Cette dernière position est plus conforme à l'opinion commune. "Il existe aujourd'hui un grand consensus sur cette question, si l'on exclut les déclarations de certains militaires", insiste Anna Colin Lebedev. L'acceptation sociale de la mobilisation est en effet fragile. "Celle-ci, en tant qu'expression d'un devoir citoyen, doit respecter un principe de justice. Ce point est jugé central dans la société ukrainienne", poursuit Anna Colin Lebedev. "Les Ukrainiens réclament que toutes les catégories sociales fassent leur devoir au regard du service militaire, et qu'ils soient traités avec dignité et respect."
"Les Ukrainiens demandent à être utilisés là où ils peuvent être utiles, et pas comme de la chair à canon."
Anna Colin Lebedev, chercheuseà franceinfo
L'armée ukrainienne, depuis 2014, était sur une dynamique de professionnalisation, privilégiant les militaires sous contrat. En février 2022, la mobilisation générale a été immédiatement introduite, lors de l'invasion du pays. Elle est depuis prolongée depuis tous les trois mois, par un vote du Parlement. "L'âge moyen des combattants ukrainiens, précise la chercheuse, tourne autour de 40 et 45 ans selon diverses estimations, contre 35 et 40 ans dans l'armée russe."

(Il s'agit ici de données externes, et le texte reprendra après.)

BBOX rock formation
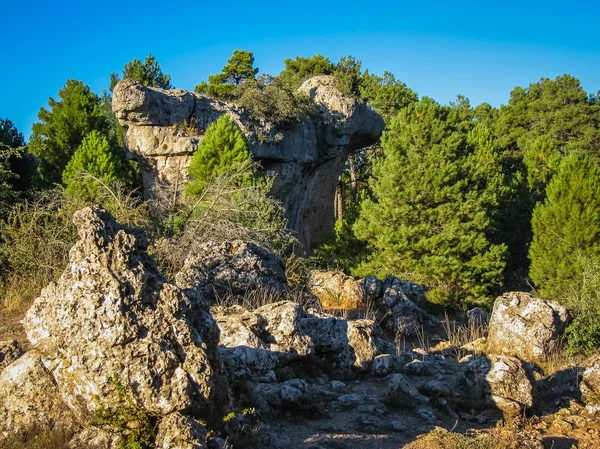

Les autorités évoquent également un argument démographique, dans un pays marqué par le vieillissement de la population. "Leur discours, c'est de dire que les 18-25 ans représentent l'avenir du pays", et qu'il est donc hors de question de sacrifier cette génération. Or "ce que demande le pouvoir américain, c'est de recruter des gens, non pas pour former l'armée ukrainienne de demain, mais pour les envoyer directement sur la ligne de front", résume la chercheuse. "Cette demande est jugée illégitime."